Сладкое утешение разлилось в душе моей. Мысли мои прояснились. Казалось, что в сию минуту получил я новую кровь, новое сердце, все бытие новое. «Как! — сказал я,— или для того предаюсь постыдному унынию, недостойному мужчины, утомительной праздности, меня расслабляющей, что жена моя была распутная женщина? разве это со мною одним случилось? О! забуду неблагодарную и стану жить для сына!» Того же утра отправился я с Фомою в поле к немалому удовольствию всего моего семейства. Марья от радости не знала, что и делать.

— Так,— твердила она,— я была уверена, что бог вас помилует, и вы опять будете веселы по-прежнему. Пусть княгиня Фекла Сидоровна рыскает по свету. Она нигде не будет покойнее, как в сем доме. Раскается, но поздно. Бог рассудит ее и того бездельника.
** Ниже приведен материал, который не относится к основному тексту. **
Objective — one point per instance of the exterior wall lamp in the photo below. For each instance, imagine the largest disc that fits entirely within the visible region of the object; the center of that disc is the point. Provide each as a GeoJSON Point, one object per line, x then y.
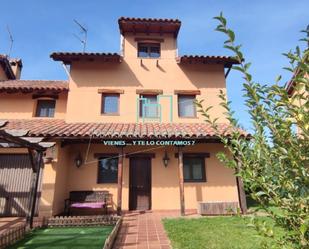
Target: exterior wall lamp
{"type": "Point", "coordinates": [78, 160]}
{"type": "Point", "coordinates": [165, 159]}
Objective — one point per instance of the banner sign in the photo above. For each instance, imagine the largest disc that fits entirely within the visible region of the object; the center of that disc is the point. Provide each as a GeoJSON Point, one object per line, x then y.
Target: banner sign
{"type": "Point", "coordinates": [149, 142]}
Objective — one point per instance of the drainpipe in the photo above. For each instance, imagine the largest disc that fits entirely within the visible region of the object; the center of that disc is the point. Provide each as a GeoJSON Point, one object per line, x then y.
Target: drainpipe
{"type": "Point", "coordinates": [228, 71]}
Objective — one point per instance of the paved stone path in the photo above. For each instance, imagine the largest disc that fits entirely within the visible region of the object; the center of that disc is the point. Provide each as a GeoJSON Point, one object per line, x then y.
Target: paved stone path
{"type": "Point", "coordinates": [144, 230]}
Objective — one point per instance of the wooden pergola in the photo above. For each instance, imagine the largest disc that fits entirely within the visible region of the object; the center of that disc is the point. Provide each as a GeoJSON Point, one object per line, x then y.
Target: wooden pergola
{"type": "Point", "coordinates": [36, 149]}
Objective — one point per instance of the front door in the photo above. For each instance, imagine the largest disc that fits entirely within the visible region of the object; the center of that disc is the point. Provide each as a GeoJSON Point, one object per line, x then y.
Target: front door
{"type": "Point", "coordinates": [140, 183]}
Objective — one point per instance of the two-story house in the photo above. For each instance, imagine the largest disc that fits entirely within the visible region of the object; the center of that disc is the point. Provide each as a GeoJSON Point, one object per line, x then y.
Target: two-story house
{"type": "Point", "coordinates": [127, 123]}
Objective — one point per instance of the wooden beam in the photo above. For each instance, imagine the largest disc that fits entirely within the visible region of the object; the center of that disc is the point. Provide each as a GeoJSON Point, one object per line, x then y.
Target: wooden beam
{"type": "Point", "coordinates": [240, 189]}
{"type": "Point", "coordinates": [38, 164]}
{"type": "Point", "coordinates": [119, 187]}
{"type": "Point", "coordinates": [181, 181]}
{"type": "Point", "coordinates": [17, 140]}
— Оставь их, Марья,— сказал я важно,— и не говори больше ни слова.

Нельзя сказать, чтобы я покойно ехал по своей деревне. Мне казалось, что все нарочно на меня пялили глаза, что было и справедливо. Я то краснел, то бледнел и только понуждал Фому погонять лошадь. Назад ехал уже покойнее, на другой день и того более, а по прошествии недель шести я хотя и не забыл Феклуши, однако и

141

вспоминал об ней без того болезненного чувства, которое мучило меня в первые дни. Я начинал верить, что со временем совершенно утешусь. Посещал людей, сам иногда принимал их и говорил: «Так! время — прекрасный лекарь в душевных болезнях».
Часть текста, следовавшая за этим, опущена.